Entrevista: Cantar y vivir a lo Volonté | Por Celina Fabregues*

Darío Volonté es una de las mejores voces del panorama lírico y popular del mundo. El tenor argentino es además, uno de los sobrevivientes del hundimiento del Crucero General Belgrano, durante la Guerra de Malvinas. Tenía apenas 18 años, cuasi adolescente, como nuestros Fabián Siri y Juan Tula.

Después de un sinuoso camino por el olvido de la posguerra, distintos trabajos y el coro en una iglesia, reconoce a su libertad como la fuerza que le permite cantar cuándo, dónde y con quién quiere. Puede alternar la Scala de Milán, la Ópera de Roma, el Teatro Colón de Buenos Aires o la Ópera de Berlín, con una presentación «al bolso marinero» en la plaza de un pueblo de 500 habitantes.

El proyecto más cercano de esta especie de Caruso del siglo 21, que como lo hacía el más grande tenor de la historia, pasa parte de su tiempo interpretando canciones populares en pequeños espacios improvisados en plazas, parques o paseos, está ligado al plan de acondicionar una motorhome para recorrer el país, pueblo por pueblo, con un repertorio popular, a veces solo y otras veces, acompañado de su compañera de vida, la mezzosoprano francesa de origen croata nacionalizada argentina, Vera Cirkovic, con quien produce gran parte de sus presentaciones.

Volonté no es solo un gran artista. Tampoco es solo una gran persona. Es un hombre apasionado de su energía vital que ha transformado en arte, sin desatender el mensaje que le dejó el universo: vivir para contarlo y para cantarlo.

Cuando lo contacté para concertar una entrevista, para el programa Cuidarte+, que sale al aire los sábados de 9.30 a 12 horas, por FM Villegas, pensé que quizá me respondería un mananger o un agente de prensa, sin embargo, él mismo contestó inmediatamente. Cuando lo llamé, su teléfono daba ocupado, pero unos minutos después, se comunicó para concretar la nota para el día siguiente. Era el hombre superando al artista. En medio de una realidad cotidiana, donde la fama inmediata, virtual y efímera es regla corriente, la voz amable y respetuosa de un artista superlativo al teléfono, fue un bálsamo.

Un periodista primero al que luego se sumaron otras personas, comenzaron a llamarlo «el tenor del pueblo», por su negativa a quedarse en el pedestal de los grandes escenarios y elegir alternar su carrera internacional con la decisión de concentrarse «más en Argentina, en la versión concertística de nuestro laburo y la más popular, que va de acuerdo con lo que hago.»

Esta versión concertística, que se traduce en distintos espectáculos, suelen cerrarse de una manera muy especial. «Dentro de los formatos que venimos desarrollando y que comenzamos con Vera hace unos cuatro o cinco años atrás, se nos ocurrió acercar lo que llamamos a la bolsa, a la gorra, a voluntad, a Volonté (que en francés significa voluntad).

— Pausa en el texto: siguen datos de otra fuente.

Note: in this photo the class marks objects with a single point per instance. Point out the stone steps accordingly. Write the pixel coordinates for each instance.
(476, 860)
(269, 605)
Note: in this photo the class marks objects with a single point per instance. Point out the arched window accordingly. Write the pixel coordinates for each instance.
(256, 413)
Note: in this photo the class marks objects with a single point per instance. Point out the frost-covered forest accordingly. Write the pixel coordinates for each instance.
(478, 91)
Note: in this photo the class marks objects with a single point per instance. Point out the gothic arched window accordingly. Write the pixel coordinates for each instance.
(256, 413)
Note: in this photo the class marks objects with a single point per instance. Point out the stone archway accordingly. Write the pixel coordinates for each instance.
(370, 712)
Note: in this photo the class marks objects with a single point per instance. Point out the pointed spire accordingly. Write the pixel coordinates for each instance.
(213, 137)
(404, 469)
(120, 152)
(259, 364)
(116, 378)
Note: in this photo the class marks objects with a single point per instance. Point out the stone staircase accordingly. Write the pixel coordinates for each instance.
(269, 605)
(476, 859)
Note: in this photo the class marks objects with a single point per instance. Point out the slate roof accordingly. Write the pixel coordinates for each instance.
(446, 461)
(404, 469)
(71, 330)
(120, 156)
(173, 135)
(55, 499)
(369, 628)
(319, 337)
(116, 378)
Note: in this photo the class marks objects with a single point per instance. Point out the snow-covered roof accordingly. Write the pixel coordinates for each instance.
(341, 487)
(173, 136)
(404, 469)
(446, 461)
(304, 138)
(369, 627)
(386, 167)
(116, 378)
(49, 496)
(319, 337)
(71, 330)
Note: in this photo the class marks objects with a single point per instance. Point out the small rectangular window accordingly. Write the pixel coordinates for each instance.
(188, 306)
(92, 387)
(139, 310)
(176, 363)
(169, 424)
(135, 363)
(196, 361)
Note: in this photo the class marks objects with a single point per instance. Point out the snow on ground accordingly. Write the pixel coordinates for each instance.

Esto no es nada nuevo, porque como digo muchas veces en los conciertos, en 1890/95, Caruso ya cantaba en plazas de toros, o en cualquier otro lugar donde se reuniera muchísima gente, como bibliotecas, en paralelo a su tremenda carrera. Caruso venía de una típica familia italiana de laburo, de 10 o 12 hermanos, que mantenía una conexión con el público a través de la música popular.»

«Esta idea que partió de Vera, es para poder llegar al que puede mucho, poquito, para el que no puede nada, para que todos tengan posibilidad de conocer esta música que desde hace 28 años estoy cantando, cuando debuté en el teatro Avenida en 1994», dice Darío.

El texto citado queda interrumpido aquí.